The study has an ethnographic approach. The empirical material is based on a combination of participant observation, interviews and document analysis. Two major periods of observations were conducted. The first period focused on understanding the work performance and its routines. During the second period, the use of (or rather attempts to use) the hand-held computers was in focus. The interviews with the 11 home helps focused on the meaning and content of their work with regards to work performance, skills and knowledge, possibilities and limitations and their opinions of the ICT project. Five management representatives, a local councillor, a software consultant and a union representative were also interviewed in order to grasp a management perspective.
The results show a pattern in the actions of the home helps. It is a rational way of acting where adaptability, responsibility and reliability permeate thoughts and actions. It functions as a premise for how the home helps interpret their possibilities to act at work. They address their loyalty in several directions: to the care recipients, but also to their colleagues, to the management and to the organization as such. This rationality of loyalty is reproduced by the home helps but also by the management. The home helps are aware to a certain extent of the loyalties in their actions and every so often they use them in a conscious way. They reflect on how strong the loyalty should be and towards whom or what it should be directed. The actions of the home helps at work in general and in relation to the ICT project in particular is characterised by loyalty and consent rather than by formal resistance. The home helps don't show any formal resistance but they do self-organization.

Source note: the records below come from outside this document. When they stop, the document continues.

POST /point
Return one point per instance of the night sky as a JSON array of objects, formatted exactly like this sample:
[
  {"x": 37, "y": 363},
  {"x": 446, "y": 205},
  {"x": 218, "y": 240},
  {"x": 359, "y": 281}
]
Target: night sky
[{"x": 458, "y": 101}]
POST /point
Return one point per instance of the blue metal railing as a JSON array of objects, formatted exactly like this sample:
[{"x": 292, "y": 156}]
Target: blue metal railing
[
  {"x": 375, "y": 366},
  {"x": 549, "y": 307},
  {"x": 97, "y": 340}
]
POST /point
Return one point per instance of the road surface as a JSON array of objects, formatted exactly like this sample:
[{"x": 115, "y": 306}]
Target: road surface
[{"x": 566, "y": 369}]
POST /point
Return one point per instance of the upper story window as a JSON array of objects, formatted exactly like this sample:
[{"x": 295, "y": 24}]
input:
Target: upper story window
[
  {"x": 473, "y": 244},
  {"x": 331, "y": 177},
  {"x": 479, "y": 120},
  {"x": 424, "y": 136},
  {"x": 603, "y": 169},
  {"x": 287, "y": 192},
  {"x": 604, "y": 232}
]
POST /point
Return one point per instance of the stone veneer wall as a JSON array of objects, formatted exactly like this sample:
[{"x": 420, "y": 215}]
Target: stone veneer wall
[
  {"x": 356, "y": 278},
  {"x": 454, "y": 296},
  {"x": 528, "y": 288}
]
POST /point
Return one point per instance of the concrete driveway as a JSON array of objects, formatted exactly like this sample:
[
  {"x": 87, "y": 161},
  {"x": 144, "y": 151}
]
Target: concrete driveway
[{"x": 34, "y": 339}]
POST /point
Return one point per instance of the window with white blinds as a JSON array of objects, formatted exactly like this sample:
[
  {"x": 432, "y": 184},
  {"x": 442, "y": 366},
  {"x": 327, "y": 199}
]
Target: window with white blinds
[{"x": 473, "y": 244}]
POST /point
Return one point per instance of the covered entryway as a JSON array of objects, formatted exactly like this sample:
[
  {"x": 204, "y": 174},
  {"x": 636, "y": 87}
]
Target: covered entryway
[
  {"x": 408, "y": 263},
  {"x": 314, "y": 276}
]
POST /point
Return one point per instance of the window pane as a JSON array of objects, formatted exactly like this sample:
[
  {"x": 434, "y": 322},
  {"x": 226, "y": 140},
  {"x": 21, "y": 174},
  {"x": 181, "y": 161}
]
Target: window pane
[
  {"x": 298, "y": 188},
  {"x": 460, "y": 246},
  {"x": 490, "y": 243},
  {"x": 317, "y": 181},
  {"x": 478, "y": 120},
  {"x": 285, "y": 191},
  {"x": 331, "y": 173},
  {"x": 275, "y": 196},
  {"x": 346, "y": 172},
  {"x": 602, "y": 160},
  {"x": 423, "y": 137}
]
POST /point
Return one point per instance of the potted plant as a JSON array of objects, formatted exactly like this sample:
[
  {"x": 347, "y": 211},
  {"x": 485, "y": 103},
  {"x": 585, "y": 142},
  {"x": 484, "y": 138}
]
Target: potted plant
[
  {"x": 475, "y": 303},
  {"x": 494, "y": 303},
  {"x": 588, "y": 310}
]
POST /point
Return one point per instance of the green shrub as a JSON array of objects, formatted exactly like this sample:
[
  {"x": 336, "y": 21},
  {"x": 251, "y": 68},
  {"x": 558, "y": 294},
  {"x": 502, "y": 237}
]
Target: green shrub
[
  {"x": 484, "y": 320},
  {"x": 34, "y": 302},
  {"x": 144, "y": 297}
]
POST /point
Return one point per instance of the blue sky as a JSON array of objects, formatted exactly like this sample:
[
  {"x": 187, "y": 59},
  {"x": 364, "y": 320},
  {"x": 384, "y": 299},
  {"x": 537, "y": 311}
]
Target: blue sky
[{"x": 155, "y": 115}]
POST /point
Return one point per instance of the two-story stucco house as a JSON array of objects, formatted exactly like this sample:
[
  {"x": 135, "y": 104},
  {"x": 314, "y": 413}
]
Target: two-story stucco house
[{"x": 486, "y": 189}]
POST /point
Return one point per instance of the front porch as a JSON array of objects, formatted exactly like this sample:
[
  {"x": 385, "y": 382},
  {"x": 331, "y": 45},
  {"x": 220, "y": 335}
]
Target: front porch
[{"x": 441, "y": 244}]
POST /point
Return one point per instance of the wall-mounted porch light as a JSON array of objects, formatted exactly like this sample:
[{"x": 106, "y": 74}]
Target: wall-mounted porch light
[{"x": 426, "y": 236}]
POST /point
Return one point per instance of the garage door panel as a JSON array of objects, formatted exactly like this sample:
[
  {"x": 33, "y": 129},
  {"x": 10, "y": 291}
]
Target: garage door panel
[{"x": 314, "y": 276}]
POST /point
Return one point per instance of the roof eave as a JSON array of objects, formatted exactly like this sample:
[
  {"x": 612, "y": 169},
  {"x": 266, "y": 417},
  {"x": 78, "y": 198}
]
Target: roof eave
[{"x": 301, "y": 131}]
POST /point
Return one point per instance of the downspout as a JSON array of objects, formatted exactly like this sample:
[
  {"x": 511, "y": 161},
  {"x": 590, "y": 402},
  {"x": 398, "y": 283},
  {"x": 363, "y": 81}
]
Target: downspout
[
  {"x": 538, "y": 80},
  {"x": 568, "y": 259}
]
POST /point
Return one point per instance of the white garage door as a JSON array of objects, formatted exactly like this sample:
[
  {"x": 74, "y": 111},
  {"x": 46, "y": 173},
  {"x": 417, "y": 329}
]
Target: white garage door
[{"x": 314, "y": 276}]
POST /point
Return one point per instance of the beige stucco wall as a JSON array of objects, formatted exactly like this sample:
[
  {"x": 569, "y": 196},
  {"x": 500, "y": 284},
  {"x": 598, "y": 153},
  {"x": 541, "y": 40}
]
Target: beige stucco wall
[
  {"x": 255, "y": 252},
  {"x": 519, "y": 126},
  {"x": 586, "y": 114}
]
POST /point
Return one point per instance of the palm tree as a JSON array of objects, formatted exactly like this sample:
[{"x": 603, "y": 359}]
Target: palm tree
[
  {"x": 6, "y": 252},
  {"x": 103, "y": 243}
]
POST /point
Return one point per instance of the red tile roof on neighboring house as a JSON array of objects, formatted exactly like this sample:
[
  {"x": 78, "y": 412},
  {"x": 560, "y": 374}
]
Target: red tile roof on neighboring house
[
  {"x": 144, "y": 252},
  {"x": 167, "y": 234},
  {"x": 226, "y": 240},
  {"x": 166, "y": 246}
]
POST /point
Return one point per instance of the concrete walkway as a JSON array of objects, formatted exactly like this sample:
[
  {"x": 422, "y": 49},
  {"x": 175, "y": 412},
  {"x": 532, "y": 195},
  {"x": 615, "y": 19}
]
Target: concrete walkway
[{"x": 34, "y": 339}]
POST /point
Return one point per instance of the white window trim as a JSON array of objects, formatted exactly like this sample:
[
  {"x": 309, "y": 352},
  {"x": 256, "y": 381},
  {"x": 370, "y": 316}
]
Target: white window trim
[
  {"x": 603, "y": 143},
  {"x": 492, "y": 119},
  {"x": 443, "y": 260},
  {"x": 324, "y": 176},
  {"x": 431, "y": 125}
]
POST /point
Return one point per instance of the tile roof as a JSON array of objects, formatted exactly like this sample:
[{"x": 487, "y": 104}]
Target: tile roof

They strive towards a relative autonomy and to maintain their dignity. This way of acting is however related to the rationality of loyalty that has a regulating influence on their informal resistance. Despite the limited and informal character of the self-organization of the home helps, it can be considered subversive. It has a possibility of undermining the exercise of power and it creates an alternative professional identity to the one offered by the management.